15 - Rasa Penasaran

302 68 20
                                    

INEFFABLE BY SISINKHEART

Instagram : @sisinkheart dan @hf.creations

****

Ingin hidup di dunia dongeng
Bukan menjadi pangeran atau putri
Namun, menjadi kesatria dengan pedangnya

****

Rama mengacak-acak rambutnya frustrasi. Ia menjadi sangat bersalah pada Shinta, betapa bodohnya dirinya ini. Membuat sakit seorang gadis yang tulus mengkhawatirkannya. Rama sebenarnya tidak memerlukan semua rasa kasihan dari orang-orang akan dirinya. Masalah yang terjadi pada dirinya, ia tidak suka jika orang lain mengusiknya.

Namun, gadis itu datang, membuat Rama tidak tahu harus mengusirnya atau membiarkannya meraih tangan Rama.

"Pasti dia sudah pergi ke kelasnya, melihat dia marah banget ke saya," ujar Rama mempercepat langkahnya. Ia tidak melihat Shinta di sepanjang koridor ini.
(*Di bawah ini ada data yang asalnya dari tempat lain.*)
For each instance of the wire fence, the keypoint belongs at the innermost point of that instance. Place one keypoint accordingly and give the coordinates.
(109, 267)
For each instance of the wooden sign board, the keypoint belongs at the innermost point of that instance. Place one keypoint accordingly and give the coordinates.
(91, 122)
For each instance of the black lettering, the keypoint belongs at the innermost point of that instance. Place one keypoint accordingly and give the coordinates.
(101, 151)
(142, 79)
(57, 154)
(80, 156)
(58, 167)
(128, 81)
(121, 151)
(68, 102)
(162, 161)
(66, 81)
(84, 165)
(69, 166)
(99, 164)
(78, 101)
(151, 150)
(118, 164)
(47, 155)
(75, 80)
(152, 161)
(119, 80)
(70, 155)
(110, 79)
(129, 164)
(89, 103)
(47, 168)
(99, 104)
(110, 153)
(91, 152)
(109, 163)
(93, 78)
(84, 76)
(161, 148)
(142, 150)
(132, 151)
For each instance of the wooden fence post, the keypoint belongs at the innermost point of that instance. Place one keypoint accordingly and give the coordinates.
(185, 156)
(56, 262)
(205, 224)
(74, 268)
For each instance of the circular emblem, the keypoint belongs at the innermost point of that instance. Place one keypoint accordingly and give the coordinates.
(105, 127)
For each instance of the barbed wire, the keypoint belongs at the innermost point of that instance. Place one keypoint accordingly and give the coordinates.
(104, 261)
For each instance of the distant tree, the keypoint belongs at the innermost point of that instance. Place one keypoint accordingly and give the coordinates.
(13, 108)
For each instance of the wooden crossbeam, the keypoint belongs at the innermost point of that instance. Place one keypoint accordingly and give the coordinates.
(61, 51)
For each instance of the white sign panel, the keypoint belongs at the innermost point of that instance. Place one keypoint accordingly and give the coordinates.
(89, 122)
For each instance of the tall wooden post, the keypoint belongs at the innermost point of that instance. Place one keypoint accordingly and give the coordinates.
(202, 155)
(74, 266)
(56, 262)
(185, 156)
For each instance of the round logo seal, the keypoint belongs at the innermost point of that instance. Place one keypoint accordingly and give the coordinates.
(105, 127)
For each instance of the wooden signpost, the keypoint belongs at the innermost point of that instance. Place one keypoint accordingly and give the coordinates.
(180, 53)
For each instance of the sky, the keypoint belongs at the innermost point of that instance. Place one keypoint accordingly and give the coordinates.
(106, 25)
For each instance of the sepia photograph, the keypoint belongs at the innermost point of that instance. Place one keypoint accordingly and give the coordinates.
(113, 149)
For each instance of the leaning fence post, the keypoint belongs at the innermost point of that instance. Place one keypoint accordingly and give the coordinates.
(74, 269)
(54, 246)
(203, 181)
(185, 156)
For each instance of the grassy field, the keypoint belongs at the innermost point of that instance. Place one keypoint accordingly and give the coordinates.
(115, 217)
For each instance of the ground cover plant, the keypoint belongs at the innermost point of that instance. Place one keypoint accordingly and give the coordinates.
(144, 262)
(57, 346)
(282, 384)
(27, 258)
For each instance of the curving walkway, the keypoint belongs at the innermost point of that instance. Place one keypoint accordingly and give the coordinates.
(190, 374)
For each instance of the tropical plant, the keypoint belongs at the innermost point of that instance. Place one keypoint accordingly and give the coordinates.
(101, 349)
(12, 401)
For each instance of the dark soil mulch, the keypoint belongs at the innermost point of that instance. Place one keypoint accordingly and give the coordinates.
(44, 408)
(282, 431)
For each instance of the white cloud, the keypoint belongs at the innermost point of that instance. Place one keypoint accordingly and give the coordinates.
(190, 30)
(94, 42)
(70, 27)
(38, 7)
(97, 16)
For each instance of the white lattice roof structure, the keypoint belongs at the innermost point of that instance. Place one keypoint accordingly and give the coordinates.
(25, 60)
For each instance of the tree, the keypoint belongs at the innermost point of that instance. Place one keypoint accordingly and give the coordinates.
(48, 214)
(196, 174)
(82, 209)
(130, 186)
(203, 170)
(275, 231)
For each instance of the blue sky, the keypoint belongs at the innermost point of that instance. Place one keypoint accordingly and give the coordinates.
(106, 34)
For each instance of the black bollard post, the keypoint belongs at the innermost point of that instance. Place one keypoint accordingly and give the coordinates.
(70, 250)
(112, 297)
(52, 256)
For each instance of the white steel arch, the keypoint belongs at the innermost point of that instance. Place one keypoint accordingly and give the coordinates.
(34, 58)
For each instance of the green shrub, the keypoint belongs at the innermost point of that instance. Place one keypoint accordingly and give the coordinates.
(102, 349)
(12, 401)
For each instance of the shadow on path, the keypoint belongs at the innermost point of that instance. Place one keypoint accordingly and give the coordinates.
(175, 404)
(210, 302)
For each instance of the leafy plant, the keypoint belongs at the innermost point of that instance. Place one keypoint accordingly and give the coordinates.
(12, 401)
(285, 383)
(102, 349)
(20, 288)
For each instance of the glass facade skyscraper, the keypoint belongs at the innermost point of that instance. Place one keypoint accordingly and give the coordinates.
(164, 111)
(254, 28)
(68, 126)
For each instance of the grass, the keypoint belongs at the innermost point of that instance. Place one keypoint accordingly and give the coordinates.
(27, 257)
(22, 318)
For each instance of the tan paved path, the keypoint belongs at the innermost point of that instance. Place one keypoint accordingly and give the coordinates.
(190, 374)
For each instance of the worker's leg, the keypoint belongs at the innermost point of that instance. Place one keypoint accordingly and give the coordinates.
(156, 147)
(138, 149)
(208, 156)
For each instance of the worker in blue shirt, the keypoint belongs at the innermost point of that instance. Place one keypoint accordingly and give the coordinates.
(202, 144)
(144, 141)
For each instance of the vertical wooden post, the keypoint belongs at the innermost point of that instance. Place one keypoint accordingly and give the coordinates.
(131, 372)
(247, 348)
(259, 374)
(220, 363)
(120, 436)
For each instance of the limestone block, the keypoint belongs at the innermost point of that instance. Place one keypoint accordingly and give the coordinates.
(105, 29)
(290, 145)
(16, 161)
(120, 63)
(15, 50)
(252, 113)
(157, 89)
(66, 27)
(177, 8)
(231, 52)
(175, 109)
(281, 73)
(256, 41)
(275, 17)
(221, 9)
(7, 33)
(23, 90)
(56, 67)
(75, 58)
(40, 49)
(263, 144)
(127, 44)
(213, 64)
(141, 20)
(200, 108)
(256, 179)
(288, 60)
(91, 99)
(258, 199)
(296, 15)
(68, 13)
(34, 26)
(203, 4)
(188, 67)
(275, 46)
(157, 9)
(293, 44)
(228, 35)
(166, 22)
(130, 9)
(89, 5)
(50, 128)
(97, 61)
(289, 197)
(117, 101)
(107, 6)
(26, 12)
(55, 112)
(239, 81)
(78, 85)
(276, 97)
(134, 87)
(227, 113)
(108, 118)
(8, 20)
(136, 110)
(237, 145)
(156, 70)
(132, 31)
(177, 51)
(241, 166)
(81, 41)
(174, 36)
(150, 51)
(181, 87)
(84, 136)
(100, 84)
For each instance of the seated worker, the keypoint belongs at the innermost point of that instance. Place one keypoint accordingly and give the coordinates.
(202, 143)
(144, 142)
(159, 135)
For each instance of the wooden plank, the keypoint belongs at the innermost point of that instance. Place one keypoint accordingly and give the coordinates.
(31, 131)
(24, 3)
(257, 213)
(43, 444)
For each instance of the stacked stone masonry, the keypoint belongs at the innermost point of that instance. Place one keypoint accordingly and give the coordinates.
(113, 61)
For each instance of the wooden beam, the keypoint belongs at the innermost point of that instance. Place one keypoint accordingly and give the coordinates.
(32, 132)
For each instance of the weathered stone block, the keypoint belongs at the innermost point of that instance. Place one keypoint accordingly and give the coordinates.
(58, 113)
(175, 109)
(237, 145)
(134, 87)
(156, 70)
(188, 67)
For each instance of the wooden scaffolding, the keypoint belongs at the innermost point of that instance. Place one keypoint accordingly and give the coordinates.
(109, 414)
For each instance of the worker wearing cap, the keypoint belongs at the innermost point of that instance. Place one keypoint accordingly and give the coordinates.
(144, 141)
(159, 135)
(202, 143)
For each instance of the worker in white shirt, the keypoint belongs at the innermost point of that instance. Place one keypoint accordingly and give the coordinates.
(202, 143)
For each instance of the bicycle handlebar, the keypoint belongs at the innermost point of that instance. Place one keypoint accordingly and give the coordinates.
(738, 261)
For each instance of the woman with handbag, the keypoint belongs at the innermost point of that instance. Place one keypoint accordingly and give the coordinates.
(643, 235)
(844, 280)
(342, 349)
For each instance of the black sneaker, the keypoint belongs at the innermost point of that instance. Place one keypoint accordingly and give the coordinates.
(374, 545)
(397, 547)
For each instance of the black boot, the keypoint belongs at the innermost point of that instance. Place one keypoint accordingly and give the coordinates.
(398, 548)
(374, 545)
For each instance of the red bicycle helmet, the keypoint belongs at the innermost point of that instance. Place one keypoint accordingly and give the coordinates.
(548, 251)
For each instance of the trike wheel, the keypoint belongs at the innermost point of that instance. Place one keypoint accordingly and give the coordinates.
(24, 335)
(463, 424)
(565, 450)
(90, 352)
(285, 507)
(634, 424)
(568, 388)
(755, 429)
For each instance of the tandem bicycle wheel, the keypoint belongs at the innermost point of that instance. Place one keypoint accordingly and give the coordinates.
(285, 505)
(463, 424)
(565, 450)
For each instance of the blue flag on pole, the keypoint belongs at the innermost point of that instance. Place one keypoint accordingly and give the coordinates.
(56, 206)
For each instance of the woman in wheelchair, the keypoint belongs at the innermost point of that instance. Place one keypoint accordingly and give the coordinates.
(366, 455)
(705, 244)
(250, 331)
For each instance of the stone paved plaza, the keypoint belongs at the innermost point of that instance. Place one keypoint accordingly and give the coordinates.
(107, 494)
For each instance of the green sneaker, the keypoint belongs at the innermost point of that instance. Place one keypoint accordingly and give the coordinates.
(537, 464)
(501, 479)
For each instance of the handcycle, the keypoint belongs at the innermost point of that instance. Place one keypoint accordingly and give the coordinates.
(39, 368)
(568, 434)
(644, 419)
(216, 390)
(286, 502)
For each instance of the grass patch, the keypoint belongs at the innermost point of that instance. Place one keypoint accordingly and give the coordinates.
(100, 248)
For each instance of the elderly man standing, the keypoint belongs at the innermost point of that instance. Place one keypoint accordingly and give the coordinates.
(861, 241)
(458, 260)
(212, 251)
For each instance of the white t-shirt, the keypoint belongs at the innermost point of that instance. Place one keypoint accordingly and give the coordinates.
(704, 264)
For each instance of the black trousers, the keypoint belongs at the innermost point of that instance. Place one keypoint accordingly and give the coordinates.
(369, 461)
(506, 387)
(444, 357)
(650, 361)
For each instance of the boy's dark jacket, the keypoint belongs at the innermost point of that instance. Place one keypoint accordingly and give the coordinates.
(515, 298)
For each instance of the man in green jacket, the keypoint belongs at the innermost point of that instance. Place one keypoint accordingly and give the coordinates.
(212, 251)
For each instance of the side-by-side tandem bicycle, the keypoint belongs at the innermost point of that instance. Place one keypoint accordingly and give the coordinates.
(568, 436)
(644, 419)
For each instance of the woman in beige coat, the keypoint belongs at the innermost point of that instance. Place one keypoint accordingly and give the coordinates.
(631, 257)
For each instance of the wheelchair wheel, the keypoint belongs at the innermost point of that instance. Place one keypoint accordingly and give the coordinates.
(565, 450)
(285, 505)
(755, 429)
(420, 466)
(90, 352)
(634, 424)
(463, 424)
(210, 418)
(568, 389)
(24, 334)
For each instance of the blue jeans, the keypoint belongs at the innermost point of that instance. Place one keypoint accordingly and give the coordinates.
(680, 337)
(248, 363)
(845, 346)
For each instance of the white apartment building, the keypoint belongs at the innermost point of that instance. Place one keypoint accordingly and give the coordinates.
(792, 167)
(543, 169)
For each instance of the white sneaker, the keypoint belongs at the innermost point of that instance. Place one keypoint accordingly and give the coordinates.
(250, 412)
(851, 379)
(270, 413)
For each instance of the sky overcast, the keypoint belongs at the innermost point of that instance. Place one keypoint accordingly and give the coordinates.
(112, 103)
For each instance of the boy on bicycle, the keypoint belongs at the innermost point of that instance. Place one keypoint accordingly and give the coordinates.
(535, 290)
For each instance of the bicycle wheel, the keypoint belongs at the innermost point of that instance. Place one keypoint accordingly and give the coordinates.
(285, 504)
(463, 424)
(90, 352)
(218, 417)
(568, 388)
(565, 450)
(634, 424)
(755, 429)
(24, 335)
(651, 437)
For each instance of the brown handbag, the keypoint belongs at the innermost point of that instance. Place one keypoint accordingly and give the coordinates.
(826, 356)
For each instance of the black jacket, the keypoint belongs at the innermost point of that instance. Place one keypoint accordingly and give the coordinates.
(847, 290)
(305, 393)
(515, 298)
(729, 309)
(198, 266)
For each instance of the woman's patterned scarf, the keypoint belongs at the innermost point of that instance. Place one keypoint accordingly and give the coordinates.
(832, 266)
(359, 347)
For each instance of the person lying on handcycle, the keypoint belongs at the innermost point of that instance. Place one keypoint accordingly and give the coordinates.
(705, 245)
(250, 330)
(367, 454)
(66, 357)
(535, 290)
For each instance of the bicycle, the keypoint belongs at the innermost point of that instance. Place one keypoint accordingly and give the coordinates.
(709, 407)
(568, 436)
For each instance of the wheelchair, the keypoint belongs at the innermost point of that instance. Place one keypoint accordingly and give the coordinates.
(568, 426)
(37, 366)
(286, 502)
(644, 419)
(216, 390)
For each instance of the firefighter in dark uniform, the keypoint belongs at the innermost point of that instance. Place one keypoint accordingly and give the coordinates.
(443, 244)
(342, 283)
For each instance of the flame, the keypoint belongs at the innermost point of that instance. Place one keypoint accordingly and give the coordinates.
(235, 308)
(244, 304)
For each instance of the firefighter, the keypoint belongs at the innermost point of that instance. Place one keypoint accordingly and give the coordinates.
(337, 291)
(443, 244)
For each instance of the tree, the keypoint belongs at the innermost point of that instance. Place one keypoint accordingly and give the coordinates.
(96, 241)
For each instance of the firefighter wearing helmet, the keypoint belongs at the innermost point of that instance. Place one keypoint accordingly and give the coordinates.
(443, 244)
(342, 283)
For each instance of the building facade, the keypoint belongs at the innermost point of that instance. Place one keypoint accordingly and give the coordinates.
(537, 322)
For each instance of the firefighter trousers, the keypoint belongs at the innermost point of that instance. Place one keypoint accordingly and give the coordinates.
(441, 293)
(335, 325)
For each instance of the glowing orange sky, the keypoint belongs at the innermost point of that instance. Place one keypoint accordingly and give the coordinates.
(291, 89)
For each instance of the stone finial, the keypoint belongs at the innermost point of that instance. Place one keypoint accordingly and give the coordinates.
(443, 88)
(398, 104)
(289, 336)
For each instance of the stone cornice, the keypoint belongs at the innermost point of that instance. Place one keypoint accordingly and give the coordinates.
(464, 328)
"Saya harus ke kelasnya," ujar Rama kembali.

Baru saja setelah Rama berbelok ke koridor lain. Langkahnya berhenti sempurna. Tepat di depannya, seorang gadis sedang duduk di kursi panjang dengan manik mata berfokus pada ubin putih.

Rama mendekati gadis tersebut. "Shinta," panggil Rama dengan penuh tanda tanya.

Perlahan gadis itu mendongak dan menatap Rama sinis sebelum ia membuang wajahnya kembali. "Sudah selesai?"

"Su ... sudah," ujar Rama, "kamu ... di sini?" Rama benar-benar bingung hendak mengatakan apa. Ini lebih mengerikan dibanding ketika ia menyampaikan orasi saat lomba classmeet kelas 10.

"Terus kalau bukan aku, siapa? Setan, kuyang?" Suaranya benar-benar dingin, bahkan gadis itu enggan sekali menatap Rama.

Rama duduk di samping Shinta. "Bu ... bu ... kan begitu," ujar Rama terbata-bata. "Saya pikir, kamu sudah pergi ke kelas karena marah sama saya?"

"Aku gak se-alay itu yah, yang ninggalin orang lagi terluka hanya karena aku marah." Shinta menatap Rama. "Gak kek kamu, sudah dikhawatirin, tapi masih nyakitin diri sendiri. Gak tau terima kasih lagi."

Rama merasa tengkuknya merinding, ia berkeringat dingin. "Shinta dengarkan saya dulu," ujar Rama.

"Percuma, gak usah minta maaf."

"Jangan bilang begitu," ujar Rama menjadi panik. "Lihat saya dulu Shinta, terus dengarkan alasan saya."

Shinta mengepalkan kuat tangannya. Ia jadi benci pada dirinya sendiri. Ia tidak pernah seperti ini pada orang lain, tetapi Rama, cowok itu membuat Shinta selalu susah, selalu khawatir.

"Aku dengarkan, apa alasannya?"

"Janji setelah ini kamu memaafkan saya," pinta Rama.

"Tergantung alasannya," sahut Shinta.

"Baiklah, tidak masalah." Hening, keheningan menyeruak kemudian. Rama bergelut dengan pikirannya sendiri. Ia meyakinkan diri jika ia harus mengatakan sejujurnya, tetapi tidak dengan mengungkapkan sesak itu.

"Kok diam? Apa alasannya?"

"Saya capek." Perlahan Rama menundukkan wajahnya. "Capek banget, sampai tangan saya terluka, saya tidak peduli. Bahkan sampai saat ini. Aaron sama yang lainnya sudah maksa saya agar ke obati luka saya, ganti perbannya, tetapi saya tidak mau."

Shinta menatap Rama. Cowok itu terlihat sangat merasa bersalah. "Maafkan saya Shinta, terima kasih sudah mengkhawatirkan saya, terima kasih juga sudah maksa saya mengganti perban."